Hoang Van L T, Tom Lisa N, Quek Xiu-Cheng, Tan Jean-Marie, Payne Elizabeth J, Lin Lynlee L, Sinnya Sudipta, Raphael Anthony P, Lambie Duncan, Frazer Ian H, Dinger Marcel E, Soyer H Peter, Prow Tarl W
Dermatology Research Centre, Diamantina Institute, Translational Research Institute, Princess Alexandra Hospital, The University of Queensland, Brisbane, Queensland, Australia.
Garvan Institute of Medical Research, Sydney, New South Wales, Australia.
PeerJ. 2017 Aug 21;5:e3631. doi: 10.7717/peerj.3631. eCollection 2017.
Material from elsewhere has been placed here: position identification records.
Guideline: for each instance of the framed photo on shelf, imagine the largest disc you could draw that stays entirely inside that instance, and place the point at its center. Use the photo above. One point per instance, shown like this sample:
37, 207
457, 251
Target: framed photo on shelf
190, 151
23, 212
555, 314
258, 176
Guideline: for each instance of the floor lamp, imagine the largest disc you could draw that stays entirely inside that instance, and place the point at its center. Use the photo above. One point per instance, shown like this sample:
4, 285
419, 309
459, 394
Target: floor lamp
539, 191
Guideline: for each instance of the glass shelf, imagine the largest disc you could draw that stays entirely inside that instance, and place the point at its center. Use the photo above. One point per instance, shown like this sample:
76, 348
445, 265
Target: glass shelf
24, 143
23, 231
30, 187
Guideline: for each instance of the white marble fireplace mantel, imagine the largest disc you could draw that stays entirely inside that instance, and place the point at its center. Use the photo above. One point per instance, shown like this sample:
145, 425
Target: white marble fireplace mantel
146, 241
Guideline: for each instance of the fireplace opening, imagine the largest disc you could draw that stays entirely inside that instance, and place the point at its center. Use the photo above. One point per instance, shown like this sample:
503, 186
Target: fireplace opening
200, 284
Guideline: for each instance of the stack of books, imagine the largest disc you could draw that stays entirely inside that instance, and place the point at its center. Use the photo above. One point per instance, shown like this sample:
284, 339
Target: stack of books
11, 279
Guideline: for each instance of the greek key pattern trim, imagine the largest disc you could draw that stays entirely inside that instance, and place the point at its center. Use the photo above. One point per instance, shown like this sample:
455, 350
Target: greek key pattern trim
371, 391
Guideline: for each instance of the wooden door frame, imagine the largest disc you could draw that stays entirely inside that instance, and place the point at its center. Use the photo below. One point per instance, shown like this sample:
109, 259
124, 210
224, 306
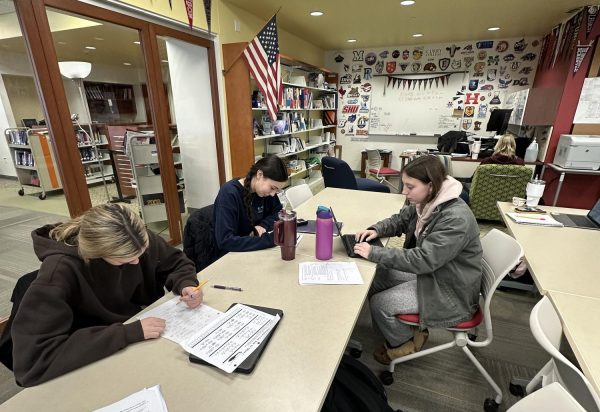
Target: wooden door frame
39, 43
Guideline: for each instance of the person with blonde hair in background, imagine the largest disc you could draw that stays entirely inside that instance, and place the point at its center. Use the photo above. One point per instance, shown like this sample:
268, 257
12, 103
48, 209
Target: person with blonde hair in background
98, 270
504, 152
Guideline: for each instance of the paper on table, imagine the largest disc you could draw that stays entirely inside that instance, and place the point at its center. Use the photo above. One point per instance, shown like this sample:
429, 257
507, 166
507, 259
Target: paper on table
146, 400
182, 323
329, 273
228, 340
Identification of appropriate reference genes (RGs) is critical to accurate data interpretation in quantitative real-time PCR (qPCR) experiments. In this study, we have utilised next generation RNA sequencing (RNA-seq) to analyse the transcriptome of a panel of non-melanoma skin cancer lesions, identifying genes that are consistently expressed across all samples. Genes encoding ribosomal proteins were amongst the most stable in this dataset. Validation of this RNA-seq data was examined using qPCR to confirm the suitability of a set of highly stable genes for use as qPCR RGs. These genes will provide a valuable resource for the normalisation of qPCR data for the analysis of non-melanoma skin cancer.
确定合适的内参基因(RGs)对于定量实时PCR(qPCR)实验中准确的数据解读至关重要。在本研究中,我们利用下一代RNA测序(RNA-seq)分析了一组非黑色素瘤皮肤癌病变的转录组,鉴定出在所有样本中均持续表达的基因。编码核糖体蛋白的基因是该数据集中最稳定的基因之一。使用qPCR对该RNA-seq数据进行验证,以确认一组高度稳定的基因用作qPCR内参基因的适用性。这些基因将为非黑色素瘤皮肤癌分析的qPCR数据标准化提供宝贵资源。